Misdemeanor Law

Misdemeanor Attorney RI

Experienced Misdemeanor Lawyer in RI
Available 24/7

What is a Misdemeanor?

Rhode Island organizes misdemeanors into two basic types: misdemeanors and petty misdemeanors. Each category of crime has maximum penalties associated with it, though individual crimes may have maximum penalties that are less than the category allows. Anyone convicted of a misdemeanor offense in Rhode Island faces a fine of not more than $1,000 and an incarceration sentence of no more than one year, while someone convicted of a petty misdemeanor in Rhode Island faces a maximum of six months incarceration and a fine of no more than $500. District Court has jurisdiction over misdemeanors charges in Rhode Island.  Depending on which County the police department is in will depend on which District Court the case will be heard in.

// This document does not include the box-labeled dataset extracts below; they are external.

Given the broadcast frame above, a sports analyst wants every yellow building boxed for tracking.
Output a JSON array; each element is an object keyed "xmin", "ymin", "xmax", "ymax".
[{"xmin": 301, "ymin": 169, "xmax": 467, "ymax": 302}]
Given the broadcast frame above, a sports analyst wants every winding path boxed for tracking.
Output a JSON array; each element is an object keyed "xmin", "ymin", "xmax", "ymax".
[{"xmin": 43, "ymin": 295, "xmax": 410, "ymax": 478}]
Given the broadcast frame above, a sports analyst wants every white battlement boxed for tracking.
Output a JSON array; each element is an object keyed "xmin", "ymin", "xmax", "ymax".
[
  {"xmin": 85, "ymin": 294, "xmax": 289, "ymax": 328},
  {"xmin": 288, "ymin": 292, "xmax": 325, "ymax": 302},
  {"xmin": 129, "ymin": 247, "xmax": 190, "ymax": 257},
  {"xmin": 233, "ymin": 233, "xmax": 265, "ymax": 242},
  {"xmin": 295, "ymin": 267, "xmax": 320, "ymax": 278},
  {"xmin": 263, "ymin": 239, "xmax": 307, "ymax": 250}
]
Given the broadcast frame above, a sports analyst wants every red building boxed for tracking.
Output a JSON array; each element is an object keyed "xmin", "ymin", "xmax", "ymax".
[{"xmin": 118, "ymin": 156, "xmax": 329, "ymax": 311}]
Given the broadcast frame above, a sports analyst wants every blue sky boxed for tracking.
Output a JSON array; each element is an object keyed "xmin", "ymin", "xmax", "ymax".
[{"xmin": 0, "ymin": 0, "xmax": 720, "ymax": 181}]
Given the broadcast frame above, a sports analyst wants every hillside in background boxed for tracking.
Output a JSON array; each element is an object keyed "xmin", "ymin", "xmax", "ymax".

In addition to misdemeanors, there are also civil violations.  A civil violation means that it is not a criminal offense and no jail time is possible.  However, there is a fine and the possibility of other sanctions, such as loss of license. Although a misdemeanor is a lesser crime than a felony (minimum one year in prison and up to life in prison) it is still a serious matter and you always need to consult with an experienced criminal defense lawyer whenever you’re charged with a crime. Even if you haven’t been charged, but have only been approached by investigators, you should contact a criminal defense attorney immediately.  Attorney Peter Calo will protect your rights and provide legal advice at every step of the criminal justice process.

What happens if I am charged with a Misdemeanor Crime in Rhode Island?

  • Arrested or Charged: If the police charge you with a misdemeanor, they have may issue you a citation to appear in District Court or they may being you to the police station for processing. This is commonly known as “booking.”  Once processed, the police may release you with a summons to appear in District Court Rhode Island Law for arraignment or they may hold you overnight.  If you are held overnight in jail, the police will bring you to District Court the next morning arraignment.  
  • Arraignment: When a person is arraigned for a misdemeanor, they have the option to plea guilty, no lo contendre, or not guilty.  A person should NEVER plead guilty or no lo at arraignment.  After pleading not guilty, the matter is set down for a pre-trial date, usually two weeks from the arraignment.
  • Pre-Trial: Before the pre-trial date, the prosecutor will provide the defendant, or his or her attorney, all the evidence in the case through the Discovery process.  At the pre-trial date the defendant’s attorney will meet with the prosecutor and decide the best disposition for the case.  If an agreement cannot be made, then the case will go to trial.